One out of every hundred online advertisements is infected with malvertising · 2019-06-21 16:20 by Susie Concannon
The IT company Confiant has reported in their current Q1 2019 Demand Quality Report that almost every hundredth ad impression that users see is infected with malvertising, and that the risk of infection is higher on the weekend and especially on holidays. The basis for these numbers is the result of an analysis of over 100 billion ad impressions during the time period between Q4/2018 and Q1/2019.
Malvertising is a specific term for innocuous-seeming internet advertisements that try to execute and load damaging program code in the background. In some cases, a website visitor does not even have to click on an advertisement in order to be infiltrated by a ‘drive-by-download’. An extenuated variant of malvertising directs web users unwillingly to unwanted websites with questionable contests and gambling games or even offers that might be harmful to children, and where again similar security risks can arise.
As Confiant ascertained, on almost every fifth internet site there exists the risk of coming in contact with Malvertisting. This statement is based on the fact that on average users see 4-5 advertisements per website.

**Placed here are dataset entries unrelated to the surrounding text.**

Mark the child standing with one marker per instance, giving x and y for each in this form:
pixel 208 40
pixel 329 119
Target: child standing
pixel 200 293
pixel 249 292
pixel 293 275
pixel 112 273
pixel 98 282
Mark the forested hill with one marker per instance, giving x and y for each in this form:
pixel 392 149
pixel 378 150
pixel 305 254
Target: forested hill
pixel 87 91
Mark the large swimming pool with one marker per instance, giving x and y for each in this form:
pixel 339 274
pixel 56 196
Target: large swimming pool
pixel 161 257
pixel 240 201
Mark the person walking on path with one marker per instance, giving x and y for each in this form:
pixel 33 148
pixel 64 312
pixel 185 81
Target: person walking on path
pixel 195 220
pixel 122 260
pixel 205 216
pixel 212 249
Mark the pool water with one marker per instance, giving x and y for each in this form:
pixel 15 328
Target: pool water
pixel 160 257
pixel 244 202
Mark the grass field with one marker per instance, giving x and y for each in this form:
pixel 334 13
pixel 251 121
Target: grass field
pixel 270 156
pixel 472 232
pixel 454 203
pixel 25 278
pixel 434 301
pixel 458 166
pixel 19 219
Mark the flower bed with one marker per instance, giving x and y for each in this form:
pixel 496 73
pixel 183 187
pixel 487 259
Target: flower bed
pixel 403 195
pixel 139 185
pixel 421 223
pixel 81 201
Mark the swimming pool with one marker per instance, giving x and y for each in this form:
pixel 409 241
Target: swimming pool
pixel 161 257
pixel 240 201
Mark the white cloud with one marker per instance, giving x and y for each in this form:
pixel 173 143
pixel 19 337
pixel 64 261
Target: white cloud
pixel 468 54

It’s interesting to note that Confiant determined a seasonal decline in malvertising. It is possible that this is in relation to the increasing use and acceptance of the new ads.txt standard (ads(.txt) is the acronym for Authorized Digital Sellers, a quite new standard to prevent ad fraud and validate legitimate advertisers). Though, whether the overall result is because of a long-term trend or a seasonal deviation is still to be determined. Despite this variation, however, the infection rates remain at a very high level.
Another interesting finding from the Confiant report claims that criminals often specifically use Sundays and Holidays for targeted malvertising dissemination. One reason for this is certainly that during the workweek the majority of website visits come from the workplace, and these computers and machines are generally better protected than those at home.
Confiant also examined in its Q1 2019 Demand Quality Report which components of the online advertising ecosystem are of particular vulnerability. Thus, it was shown that with certain Supply-Side-Platforms (SSPs) there is a 67-fold increased risk of malvertising infection. SSP providers form the interface for real-time bidding, which is a kind of auction exchange in the online-advertising trade. These providers are regarded as a particularly popular gateway for malvertising because it is technically very complicated to check the mass of advertisements in real time for malvertising. Thus, 60% of the security incidents in the report were distributed among only three SSP providers. The providers in point, however, were not clarified in the Confiant report.
In order to protect themselves from malvertising, users should always keep their operating system and installed software, such as the browser and plug-ins, up to date. This reduces, for example, the risk of attacks from drive-by downloads or even by known security vulnerabilities. Of course, you can also protect yourself from malvertising with an ad blocker like Adblock Plus, which by removing ads also protects against a great deal of possible contaminations that would infiltrate through said ads. It’s a valuable safety addition.
In short, it’s important to stay protected and to be aware of Malvertising.